Une aide vitale en péril
Le PAM fait face cette année à une baisse de 40 % de son budget, une crise financière qui met en danger l’assistance fournie à 58 millions de personnes dans le monde. Au Malawi, l’agence onusienne pourrait être contrainte d’interrompre totalement son aide en espèces aux réfugiés dès le mois de mai.
« Nous pourrions interrompre complètement l’aide en espèces en mai si nous ne recevons pas d’autres fonds », a prévenu Simon Denhere, directeur adjoint du PAM au Malawi. Actuellement, chaque réfugié reçoit l’équivalent de huit euros par jour, une somme qui constitue leur unique moyen de survie dans un pays qui restreint leur accès à l’emploi.
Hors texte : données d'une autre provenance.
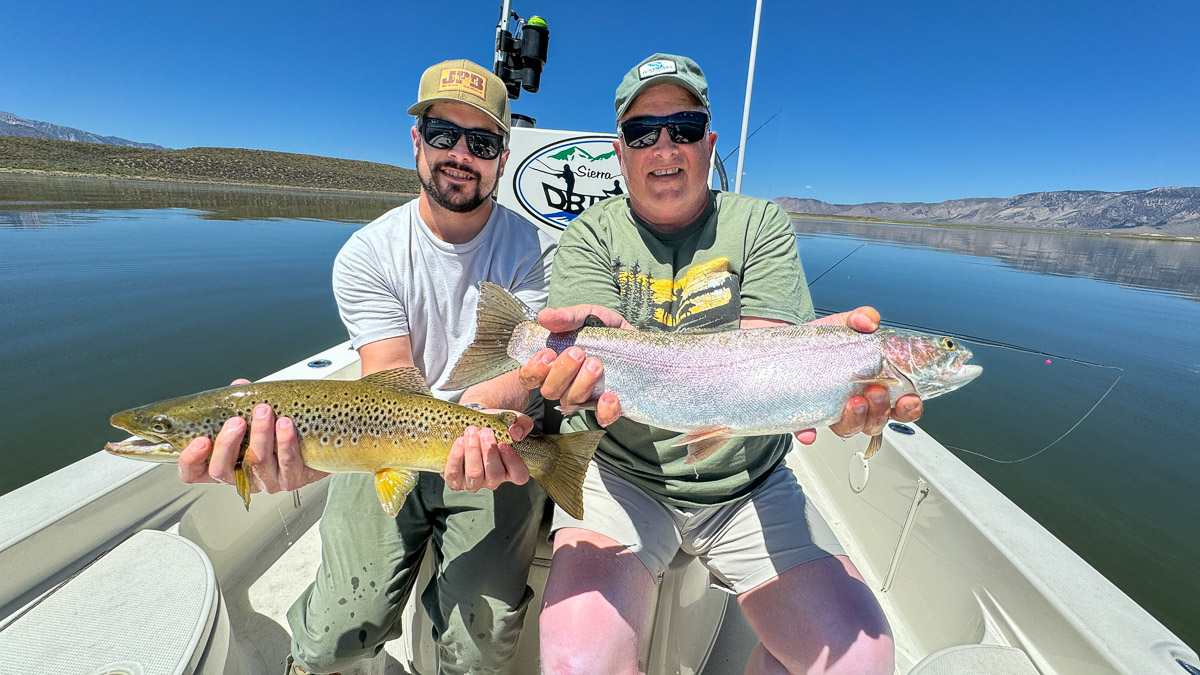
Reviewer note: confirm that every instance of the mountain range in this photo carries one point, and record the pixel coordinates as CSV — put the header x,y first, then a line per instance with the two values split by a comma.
x,y
13,125
1161,210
Dzaleka : un camp au bord du gouffre
À une quarantaine de kilomètres de Lilongwe, le camp de Dzaleka accueille principalement des réfugiés congolais, rwandais et burundais. Conçu pour environ 10.000 personnes, il en abrite aujourd’hui près de six fois plus, dans des conditions précaires.
Si le PAM n’a pas explicitement nommé les pays responsables de la baisse des financements, les États-Unis, premier contributeur de l’organisation, ont réduit leur aide extérieure depuis l’entrée en fonction du président Donald Trump. L’Allemagne et le Royaume-Uni ont également diminué leur soutien, aggravant la crise humanitaire.
Un cri d’alarme à la communauté internationale
L’avenir des réfugiés de Dzaleka dépend désormais d’une réaction rapide de la communauté internationale. Sans un nouvel élan de solidarité, des milliers de personnes risquent de sombrer dans une famine dramatique dans les semaines à venir.